Ici le mot porte n’est pas mentionné car il est bien évident que c’est à une porte que nous devons frappez afin que quelqu’un puisse venir nous ouvrir. Je vous demande aujourd’hui à quelle porte frappez-vous ? Vous avez bien des soucis, des inquiétudes et des questions. Devant quelle porte vous tenez-vous ? Que connaissez-vous de cette porte ? Jésus à dit : En vérité en vérité, je vous le dis, je suis la porte des brebis.
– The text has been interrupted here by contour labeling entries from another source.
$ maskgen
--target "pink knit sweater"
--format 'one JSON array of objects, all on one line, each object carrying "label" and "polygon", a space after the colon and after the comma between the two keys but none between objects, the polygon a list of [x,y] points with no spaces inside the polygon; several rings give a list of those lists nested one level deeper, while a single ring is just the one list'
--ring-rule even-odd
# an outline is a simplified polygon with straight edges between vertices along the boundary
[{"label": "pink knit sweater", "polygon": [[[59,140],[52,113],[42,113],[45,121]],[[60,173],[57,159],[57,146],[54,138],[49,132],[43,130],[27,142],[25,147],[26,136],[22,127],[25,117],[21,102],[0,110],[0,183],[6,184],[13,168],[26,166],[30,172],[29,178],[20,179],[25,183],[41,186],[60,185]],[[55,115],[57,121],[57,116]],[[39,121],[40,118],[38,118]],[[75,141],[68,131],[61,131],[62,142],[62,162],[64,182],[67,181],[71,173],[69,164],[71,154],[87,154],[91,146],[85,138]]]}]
Beaucoup d’entre nous prions et dans la prière essayons de frapper à la porte si fort en espérant qu’on nous ouvrira. Souvent nous frappons si fort car nous pensons que le maître est bien loin dans la maison et tellement occupé, mais ici Jésus nous révèle qu’Il est la porte. Je crois vraiment que l’obtention d’une porte ouverte est étroitement reliée à la mesure de la connaissance que nous avons de cette porte. Souvent nous avons à frapper fort car ce n’est pas le maître qui est loin mais plutôt nous qui sommes éloignés dans notre cœur. Si Jésus a dit qu’il est la porte croyons-le. Il nous invite à frapper. Il n’y a rien que le maître demande que Lui-même ne fait pas en premier. Car lui-même se tient à votre porte et frappe :

Voici je me tiens à la porte et je frappe. Si quelqu’un entend ma voix et ouvre la porte j’entrerai chez lui et je souperais avec lui et lui avec moi.
Apocalypse 3 :20

Lui aussi nous cherche et désire être avec nous. C’est le son de sa voix qui frappe dans nos cœurs, car Jésus dit : Si quelqu’un entend ma voix et ouvre la porte…. Venons à Lui nous aussi et frappons par notre voix qui s’élève avec foi et qui croit à son amour et sa bonté pour nous. Frappons à la porte par nos louanges et notre reconnaissance et surtout croyons qu’il est très près et se tient là pour s’ouvrir à nous car il est la porte.